Menurut mahasiswa, salah satu anggota Komisi III DPRD Sulbar sebelumnya mengeluarkan pernyataan bahwa aksi demonstrasi atau “gerakan parlemen jalanan” sudah tidak berguna dan tidak relevan lagi. Ungkapan tersebut langsung memancing kemarahan massa aksi, karena dianggap menghina perjuangan mahasiswa dan nilai demokrasi itu sendiri.
Salah satu peserta aksi, Egi, menyampaikan kekecewaannya di hadapan wartawan.
“Jangan pernah coba-coba merusak nilai demokrasi dan mengatakan bahwa gerakan parlemen jalanan tidak berguna. Itu penghinaan besar bagi teman-teman mahasiswa yang masih eksis menyuarakan hak-hak rakyat tertindas,” tegas Egi.
Aliansi menegaskan bahwa aksi demonstrasi merupakan hak konstitusional yang dijamin Undang-Undang, serta menjadi ruang partisipasi publik untuk mengoreksi kebijakan pemerintah. Mereka meminta Komisi III DPRD Sulbar untuk bertanggung jawab atas pernyataan tersebut dan menyampaikan permintaan maaf secara terbuka kepada mahasiswa serta masyarakat Sulawesi Barat.

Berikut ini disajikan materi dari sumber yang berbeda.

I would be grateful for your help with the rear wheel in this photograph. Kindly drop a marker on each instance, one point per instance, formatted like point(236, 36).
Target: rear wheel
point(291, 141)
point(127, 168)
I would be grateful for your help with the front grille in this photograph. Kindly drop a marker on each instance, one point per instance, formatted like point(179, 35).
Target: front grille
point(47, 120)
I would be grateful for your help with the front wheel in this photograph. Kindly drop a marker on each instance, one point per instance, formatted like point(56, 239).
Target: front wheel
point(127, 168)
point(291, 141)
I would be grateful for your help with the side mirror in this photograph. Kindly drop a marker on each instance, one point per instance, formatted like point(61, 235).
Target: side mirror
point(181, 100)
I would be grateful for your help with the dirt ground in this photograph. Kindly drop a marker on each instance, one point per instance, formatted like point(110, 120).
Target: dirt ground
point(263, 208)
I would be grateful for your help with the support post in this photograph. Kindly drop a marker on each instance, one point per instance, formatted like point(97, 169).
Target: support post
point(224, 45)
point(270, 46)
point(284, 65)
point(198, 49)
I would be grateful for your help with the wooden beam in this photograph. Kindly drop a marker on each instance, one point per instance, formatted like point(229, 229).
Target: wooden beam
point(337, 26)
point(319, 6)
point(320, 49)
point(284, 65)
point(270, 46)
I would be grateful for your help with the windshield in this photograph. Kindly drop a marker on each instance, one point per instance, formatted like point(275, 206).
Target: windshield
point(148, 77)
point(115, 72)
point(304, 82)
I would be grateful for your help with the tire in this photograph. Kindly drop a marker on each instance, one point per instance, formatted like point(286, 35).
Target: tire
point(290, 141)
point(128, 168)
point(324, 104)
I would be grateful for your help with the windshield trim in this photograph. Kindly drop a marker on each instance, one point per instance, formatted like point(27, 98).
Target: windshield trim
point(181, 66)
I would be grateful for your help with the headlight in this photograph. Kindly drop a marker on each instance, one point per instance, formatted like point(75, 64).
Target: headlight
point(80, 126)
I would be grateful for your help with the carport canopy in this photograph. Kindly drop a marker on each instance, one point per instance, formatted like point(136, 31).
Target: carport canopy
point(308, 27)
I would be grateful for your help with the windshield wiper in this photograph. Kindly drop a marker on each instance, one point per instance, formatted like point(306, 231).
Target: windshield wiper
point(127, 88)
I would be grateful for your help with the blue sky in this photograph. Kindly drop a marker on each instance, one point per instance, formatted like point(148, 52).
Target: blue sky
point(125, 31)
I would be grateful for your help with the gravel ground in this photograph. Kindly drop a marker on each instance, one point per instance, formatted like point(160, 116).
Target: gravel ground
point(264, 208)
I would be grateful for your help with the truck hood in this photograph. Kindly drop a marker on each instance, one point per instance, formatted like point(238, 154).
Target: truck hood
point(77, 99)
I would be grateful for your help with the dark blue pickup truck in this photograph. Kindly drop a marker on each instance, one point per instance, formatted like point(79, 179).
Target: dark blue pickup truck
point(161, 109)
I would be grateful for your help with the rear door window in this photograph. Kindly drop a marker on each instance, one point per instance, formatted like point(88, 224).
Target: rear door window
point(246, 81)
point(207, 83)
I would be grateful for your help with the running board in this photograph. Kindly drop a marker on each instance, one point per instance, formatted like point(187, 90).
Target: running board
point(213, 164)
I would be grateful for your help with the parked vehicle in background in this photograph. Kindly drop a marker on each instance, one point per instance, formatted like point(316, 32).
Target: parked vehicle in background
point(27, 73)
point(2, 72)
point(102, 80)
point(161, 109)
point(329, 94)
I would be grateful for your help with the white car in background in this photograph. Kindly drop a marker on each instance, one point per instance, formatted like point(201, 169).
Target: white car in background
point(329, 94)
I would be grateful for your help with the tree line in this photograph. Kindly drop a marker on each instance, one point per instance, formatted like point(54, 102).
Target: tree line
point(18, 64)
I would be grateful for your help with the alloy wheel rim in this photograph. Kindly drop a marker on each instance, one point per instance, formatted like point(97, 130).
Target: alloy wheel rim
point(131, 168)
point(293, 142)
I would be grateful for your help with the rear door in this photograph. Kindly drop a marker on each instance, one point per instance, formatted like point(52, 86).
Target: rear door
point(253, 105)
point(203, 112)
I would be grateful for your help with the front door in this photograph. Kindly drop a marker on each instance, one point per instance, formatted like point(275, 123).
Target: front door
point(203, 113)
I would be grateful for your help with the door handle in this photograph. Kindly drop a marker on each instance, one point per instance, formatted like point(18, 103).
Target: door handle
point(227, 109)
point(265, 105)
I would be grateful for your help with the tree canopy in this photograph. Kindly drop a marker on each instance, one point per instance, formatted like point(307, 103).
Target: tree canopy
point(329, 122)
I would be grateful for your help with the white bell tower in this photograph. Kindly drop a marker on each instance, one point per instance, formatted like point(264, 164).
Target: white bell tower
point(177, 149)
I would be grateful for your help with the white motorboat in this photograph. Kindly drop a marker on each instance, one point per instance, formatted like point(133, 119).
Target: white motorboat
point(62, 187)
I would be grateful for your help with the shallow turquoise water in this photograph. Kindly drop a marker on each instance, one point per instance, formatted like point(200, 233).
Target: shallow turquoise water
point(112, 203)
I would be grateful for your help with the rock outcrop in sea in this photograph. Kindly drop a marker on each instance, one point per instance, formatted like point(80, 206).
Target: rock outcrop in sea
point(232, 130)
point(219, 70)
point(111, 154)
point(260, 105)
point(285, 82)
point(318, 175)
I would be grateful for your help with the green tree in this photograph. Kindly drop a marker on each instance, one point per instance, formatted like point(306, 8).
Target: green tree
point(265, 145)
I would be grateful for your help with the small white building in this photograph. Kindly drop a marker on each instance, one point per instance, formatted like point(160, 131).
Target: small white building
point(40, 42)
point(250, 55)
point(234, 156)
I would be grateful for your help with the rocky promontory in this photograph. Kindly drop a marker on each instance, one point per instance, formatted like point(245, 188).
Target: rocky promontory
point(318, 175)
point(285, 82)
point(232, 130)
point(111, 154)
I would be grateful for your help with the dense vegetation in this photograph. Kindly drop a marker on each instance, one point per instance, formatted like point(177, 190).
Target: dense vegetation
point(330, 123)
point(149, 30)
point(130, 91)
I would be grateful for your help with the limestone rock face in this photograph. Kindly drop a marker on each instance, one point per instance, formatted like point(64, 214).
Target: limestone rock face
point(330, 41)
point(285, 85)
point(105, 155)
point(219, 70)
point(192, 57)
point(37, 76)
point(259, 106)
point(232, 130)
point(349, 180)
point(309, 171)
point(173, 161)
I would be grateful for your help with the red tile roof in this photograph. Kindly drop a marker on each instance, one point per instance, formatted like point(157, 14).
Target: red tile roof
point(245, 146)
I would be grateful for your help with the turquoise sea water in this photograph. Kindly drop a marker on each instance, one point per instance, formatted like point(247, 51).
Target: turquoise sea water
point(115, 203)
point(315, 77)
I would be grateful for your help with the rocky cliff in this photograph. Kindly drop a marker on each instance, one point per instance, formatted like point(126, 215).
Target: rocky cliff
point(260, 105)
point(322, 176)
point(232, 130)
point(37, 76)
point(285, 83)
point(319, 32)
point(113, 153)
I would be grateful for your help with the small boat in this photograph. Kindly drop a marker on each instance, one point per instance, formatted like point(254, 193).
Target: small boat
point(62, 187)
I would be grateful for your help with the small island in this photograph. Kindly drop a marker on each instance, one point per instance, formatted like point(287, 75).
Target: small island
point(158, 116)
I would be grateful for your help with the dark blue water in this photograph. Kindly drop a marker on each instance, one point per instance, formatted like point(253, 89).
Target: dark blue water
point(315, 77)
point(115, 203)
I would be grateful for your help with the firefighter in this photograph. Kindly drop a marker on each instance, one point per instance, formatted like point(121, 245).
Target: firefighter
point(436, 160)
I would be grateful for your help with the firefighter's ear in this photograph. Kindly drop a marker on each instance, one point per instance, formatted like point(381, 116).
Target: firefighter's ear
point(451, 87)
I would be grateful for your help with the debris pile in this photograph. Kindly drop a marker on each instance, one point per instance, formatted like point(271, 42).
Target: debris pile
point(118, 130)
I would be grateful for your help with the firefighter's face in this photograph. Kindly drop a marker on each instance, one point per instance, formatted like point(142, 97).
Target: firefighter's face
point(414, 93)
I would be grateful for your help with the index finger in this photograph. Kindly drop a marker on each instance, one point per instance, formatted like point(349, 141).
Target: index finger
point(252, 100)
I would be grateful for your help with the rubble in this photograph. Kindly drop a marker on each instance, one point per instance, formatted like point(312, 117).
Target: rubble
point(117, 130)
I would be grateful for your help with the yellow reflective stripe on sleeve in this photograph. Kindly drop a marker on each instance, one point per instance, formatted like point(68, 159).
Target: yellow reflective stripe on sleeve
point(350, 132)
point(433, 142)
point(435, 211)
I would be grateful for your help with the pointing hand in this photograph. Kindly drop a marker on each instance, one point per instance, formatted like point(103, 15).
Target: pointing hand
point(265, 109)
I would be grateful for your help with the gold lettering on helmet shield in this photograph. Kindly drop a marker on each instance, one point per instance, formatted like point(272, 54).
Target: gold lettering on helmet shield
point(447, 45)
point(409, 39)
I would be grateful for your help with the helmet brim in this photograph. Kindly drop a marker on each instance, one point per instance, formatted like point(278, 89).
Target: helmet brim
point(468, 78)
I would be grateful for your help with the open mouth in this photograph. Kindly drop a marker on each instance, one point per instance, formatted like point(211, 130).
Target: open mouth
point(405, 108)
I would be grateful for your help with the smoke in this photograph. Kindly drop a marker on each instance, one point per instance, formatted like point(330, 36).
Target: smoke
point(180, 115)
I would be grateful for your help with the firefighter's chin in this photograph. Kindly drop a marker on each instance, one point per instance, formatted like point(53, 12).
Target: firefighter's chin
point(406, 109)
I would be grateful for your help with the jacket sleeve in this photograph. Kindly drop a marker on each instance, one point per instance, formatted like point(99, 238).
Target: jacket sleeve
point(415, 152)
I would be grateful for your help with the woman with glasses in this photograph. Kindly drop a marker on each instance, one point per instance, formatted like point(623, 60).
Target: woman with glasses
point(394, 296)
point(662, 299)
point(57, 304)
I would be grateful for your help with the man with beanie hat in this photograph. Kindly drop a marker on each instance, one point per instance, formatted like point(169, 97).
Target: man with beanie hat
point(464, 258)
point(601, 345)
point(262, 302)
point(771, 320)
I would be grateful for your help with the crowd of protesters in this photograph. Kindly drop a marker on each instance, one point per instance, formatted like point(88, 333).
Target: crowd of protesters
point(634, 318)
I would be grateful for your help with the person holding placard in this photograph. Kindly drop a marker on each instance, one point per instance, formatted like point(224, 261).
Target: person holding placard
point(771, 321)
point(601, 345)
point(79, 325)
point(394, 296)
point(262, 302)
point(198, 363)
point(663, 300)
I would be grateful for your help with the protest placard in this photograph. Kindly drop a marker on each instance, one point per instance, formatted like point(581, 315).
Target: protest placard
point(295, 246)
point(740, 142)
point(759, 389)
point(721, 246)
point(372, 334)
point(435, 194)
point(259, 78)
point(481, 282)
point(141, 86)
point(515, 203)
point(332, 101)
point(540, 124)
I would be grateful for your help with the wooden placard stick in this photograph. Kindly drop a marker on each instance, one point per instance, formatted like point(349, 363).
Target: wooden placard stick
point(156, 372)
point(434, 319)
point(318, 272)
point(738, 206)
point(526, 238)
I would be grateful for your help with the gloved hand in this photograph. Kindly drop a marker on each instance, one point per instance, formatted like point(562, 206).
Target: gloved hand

Hingga rilis ini diterbitkan, pihak DPRD Provinsi Sulbar belum mengeluarkan keterangan resmi terkait tuntutan mahasiswa. Aliansi menyatakan akan terus mengawal persoalan ini dan siap melakukan aksi lanjutan apabila tidak ada respons konkret dari pihak legislatif.